Sentiment
by kate221b
Summary: All couples argue. Some argue more than others. So when Kate disagrees with Sherlock's methods for the first time, where will they go from there ?
1. Chapter 1

This is a bit of unashamed fluff to offset the angst of Madness and Memory.

But it's also an exploration of how Kate would react to Sherlock's moods, and how they would deal with their first real argument. It's going to be short and sweet, so the plan is to publish a chapter a day over three days.

For anybody who hasn't read my other stories, Kate is Sherlock's girlfriend, and you can read the rest of their story in The Girl in the Scarf.

Hope you enjoy it.

* * *

'Do you love her?' John asked.

Sherlock looked scathing. 'Love, John? What is love. A chemical imbalance which results in irrational behaviour.'

'You didn't answer my question.'

Sherlock stared at him, waiting for John to look away. John failed to oblige.

'You're not saying no,' John said finally with a small smile. 'Am I to take that as a yes, or a maybe?'

Sherlock muttered something and walked over to the pinboard on the wall, contemplating the many scraps of paper that he had pinned to it.

'Because she loves you,' John said quietly, 'Even if she hasn't said it.

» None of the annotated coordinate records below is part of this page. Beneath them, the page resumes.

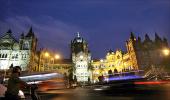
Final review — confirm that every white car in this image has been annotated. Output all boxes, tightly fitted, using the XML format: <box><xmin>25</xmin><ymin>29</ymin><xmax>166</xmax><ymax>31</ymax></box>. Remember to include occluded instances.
<box><xmin>0</xmin><ymin>84</ymin><xmax>25</xmax><ymax>99</ymax></box>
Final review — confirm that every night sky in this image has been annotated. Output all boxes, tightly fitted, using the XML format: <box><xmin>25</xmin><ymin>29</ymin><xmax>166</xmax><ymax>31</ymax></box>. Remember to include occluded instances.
<box><xmin>0</xmin><ymin>0</ymin><xmax>170</xmax><ymax>58</ymax></box>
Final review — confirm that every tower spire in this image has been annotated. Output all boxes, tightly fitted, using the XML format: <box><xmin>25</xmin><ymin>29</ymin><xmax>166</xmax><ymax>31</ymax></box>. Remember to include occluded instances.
<box><xmin>77</xmin><ymin>32</ymin><xmax>80</xmax><ymax>37</ymax></box>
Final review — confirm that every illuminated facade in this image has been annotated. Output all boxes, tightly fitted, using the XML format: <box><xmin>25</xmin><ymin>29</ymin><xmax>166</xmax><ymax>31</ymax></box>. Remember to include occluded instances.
<box><xmin>0</xmin><ymin>28</ymin><xmax>37</xmax><ymax>71</ymax></box>
<box><xmin>126</xmin><ymin>33</ymin><xmax>169</xmax><ymax>70</ymax></box>
<box><xmin>91</xmin><ymin>50</ymin><xmax>134</xmax><ymax>82</ymax></box>
<box><xmin>71</xmin><ymin>33</ymin><xmax>92</xmax><ymax>82</ymax></box>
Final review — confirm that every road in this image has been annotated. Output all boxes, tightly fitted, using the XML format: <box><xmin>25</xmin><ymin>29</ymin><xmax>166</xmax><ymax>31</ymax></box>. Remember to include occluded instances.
<box><xmin>35</xmin><ymin>85</ymin><xmax>170</xmax><ymax>100</ymax></box>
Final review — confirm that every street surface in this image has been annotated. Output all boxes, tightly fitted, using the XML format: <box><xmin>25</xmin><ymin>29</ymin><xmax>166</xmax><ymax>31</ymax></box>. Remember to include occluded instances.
<box><xmin>32</xmin><ymin>84</ymin><xmax>170</xmax><ymax>100</ymax></box>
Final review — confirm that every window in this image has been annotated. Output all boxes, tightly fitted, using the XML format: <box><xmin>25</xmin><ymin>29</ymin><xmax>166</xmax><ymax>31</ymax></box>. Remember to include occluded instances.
<box><xmin>5</xmin><ymin>54</ymin><xmax>7</xmax><ymax>58</ymax></box>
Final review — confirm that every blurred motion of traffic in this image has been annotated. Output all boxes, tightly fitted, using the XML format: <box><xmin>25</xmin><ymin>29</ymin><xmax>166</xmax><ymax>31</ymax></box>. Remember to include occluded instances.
<box><xmin>0</xmin><ymin>0</ymin><xmax>170</xmax><ymax>100</ymax></box>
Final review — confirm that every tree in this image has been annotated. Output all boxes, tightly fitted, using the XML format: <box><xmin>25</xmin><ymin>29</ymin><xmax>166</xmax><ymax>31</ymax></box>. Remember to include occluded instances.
<box><xmin>74</xmin><ymin>75</ymin><xmax>77</xmax><ymax>83</ymax></box>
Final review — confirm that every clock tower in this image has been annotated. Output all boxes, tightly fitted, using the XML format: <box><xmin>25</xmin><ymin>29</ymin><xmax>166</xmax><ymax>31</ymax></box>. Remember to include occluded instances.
<box><xmin>71</xmin><ymin>32</ymin><xmax>92</xmax><ymax>82</ymax></box>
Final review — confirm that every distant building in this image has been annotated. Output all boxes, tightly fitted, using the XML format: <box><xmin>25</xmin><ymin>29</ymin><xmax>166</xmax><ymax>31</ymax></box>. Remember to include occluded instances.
<box><xmin>126</xmin><ymin>33</ymin><xmax>169</xmax><ymax>70</ymax></box>
<box><xmin>71</xmin><ymin>33</ymin><xmax>92</xmax><ymax>82</ymax></box>
<box><xmin>0</xmin><ymin>28</ymin><xmax>37</xmax><ymax>71</ymax></box>
<box><xmin>91</xmin><ymin>50</ymin><xmax>134</xmax><ymax>82</ymax></box>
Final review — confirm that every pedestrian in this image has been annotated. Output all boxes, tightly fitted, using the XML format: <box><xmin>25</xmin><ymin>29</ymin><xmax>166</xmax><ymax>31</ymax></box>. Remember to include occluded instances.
<box><xmin>5</xmin><ymin>66</ymin><xmax>29</xmax><ymax>100</ymax></box>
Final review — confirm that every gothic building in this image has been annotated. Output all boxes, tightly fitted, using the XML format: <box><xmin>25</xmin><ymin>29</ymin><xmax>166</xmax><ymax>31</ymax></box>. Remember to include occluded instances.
<box><xmin>0</xmin><ymin>28</ymin><xmax>37</xmax><ymax>71</ymax></box>
<box><xmin>71</xmin><ymin>32</ymin><xmax>91</xmax><ymax>82</ymax></box>
<box><xmin>126</xmin><ymin>33</ymin><xmax>169</xmax><ymax>70</ymax></box>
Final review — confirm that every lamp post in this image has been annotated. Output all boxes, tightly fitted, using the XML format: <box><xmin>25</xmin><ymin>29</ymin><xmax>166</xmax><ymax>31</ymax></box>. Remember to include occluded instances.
<box><xmin>44</xmin><ymin>52</ymin><xmax>49</xmax><ymax>70</ymax></box>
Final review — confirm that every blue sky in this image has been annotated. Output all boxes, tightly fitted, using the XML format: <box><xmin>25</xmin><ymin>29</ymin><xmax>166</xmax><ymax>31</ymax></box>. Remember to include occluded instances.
<box><xmin>0</xmin><ymin>0</ymin><xmax>170</xmax><ymax>58</ymax></box>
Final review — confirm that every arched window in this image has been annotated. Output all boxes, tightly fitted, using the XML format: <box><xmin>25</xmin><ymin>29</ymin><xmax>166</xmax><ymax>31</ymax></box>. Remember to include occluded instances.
<box><xmin>5</xmin><ymin>54</ymin><xmax>7</xmax><ymax>58</ymax></box>
<box><xmin>2</xmin><ymin>54</ymin><xmax>5</xmax><ymax>58</ymax></box>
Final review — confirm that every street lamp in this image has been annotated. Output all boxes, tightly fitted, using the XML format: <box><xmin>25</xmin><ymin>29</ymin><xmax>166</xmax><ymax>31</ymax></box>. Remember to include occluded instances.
<box><xmin>162</xmin><ymin>48</ymin><xmax>170</xmax><ymax>56</ymax></box>
<box><xmin>55</xmin><ymin>54</ymin><xmax>60</xmax><ymax>59</ymax></box>
<box><xmin>44</xmin><ymin>52</ymin><xmax>49</xmax><ymax>70</ymax></box>
<box><xmin>45</xmin><ymin>52</ymin><xmax>49</xmax><ymax>57</ymax></box>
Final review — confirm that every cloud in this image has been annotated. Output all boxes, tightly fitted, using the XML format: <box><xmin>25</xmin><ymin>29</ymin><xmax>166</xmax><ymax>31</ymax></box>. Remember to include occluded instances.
<box><xmin>0</xmin><ymin>16</ymin><xmax>81</xmax><ymax>56</ymax></box>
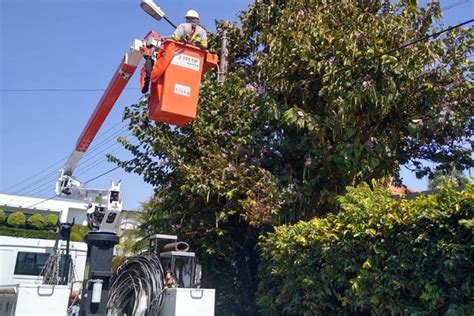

She told me to keep you working and to stop you from going after her. She cares more about you, and about your work, than she does about herself, and if that isn't love, then I don't know what is.'

Sherlock turned slightly, looking over his shoulder at John and staring at him with a slight frown as if he had just said something particularly perplexing. 'Is that your definition of love?' he asked.

'Love is when you want the best for someone, irrespective of your own feelings,' John replied promptly.

'And when you feel a person's absence as an almost physical pain, is that love too?' Sherlock asked, turning back to the wall.

'Um- yes, I'd say so,' John replied, wondering where this conversation was going.

'And when you are aware that another person makes you into a better human being?'

'That too.'

'It is irrational, John,' Sherlock said after a moment's contemplation, pulling a photograph of the crime scene off the wall, and turning it to different angles, squinting at it and then turning it again, as if this would help him to find the answers concealed within it.

'Perhaps its meant to be. Do you want to keep her in your life, that is the question.'

'Yes,' came the clipped answer.

John picked up Sherlock's phone and threw it across the room at him. Sherlock caught it in one hand without turning round. 'Then text her,' John said. 'Apologise, admit that you were an idiot and start planning how you're going to make it up to her. And flowers and chocolates are a cliche by the way, you're going to have to be more inventive than that.'

Sherlock fired off a text without comment, then returned to his contemplation of the wall.

'When you can't stop thinking about someone, John. Is that love too?'

'Oh yes,' John said with a small smirk.

'It's distracting,' Sherlock said, as his phone bleeped and he pulled it out of his pocket to look at it.

'What does she say?' John asked.

Sherlock permitted himself a small smile. 'She agrees that I'm an idiot and tells me to get on with the case and let her get some sleep.'

'Good,' John said.

'Did you do that for Kate's sake or mine?' Sherlock asked, with an edge of curiosity to his voice.

'Both,' John said. 'Actually mainly Kate's. Now what do you want me to do next?'


	2. Chapter 2

The case itself had looked deceptively straightforward. A man found dead in the alleyway behind a nightclub, his body half dragged behind the industrial waste bins.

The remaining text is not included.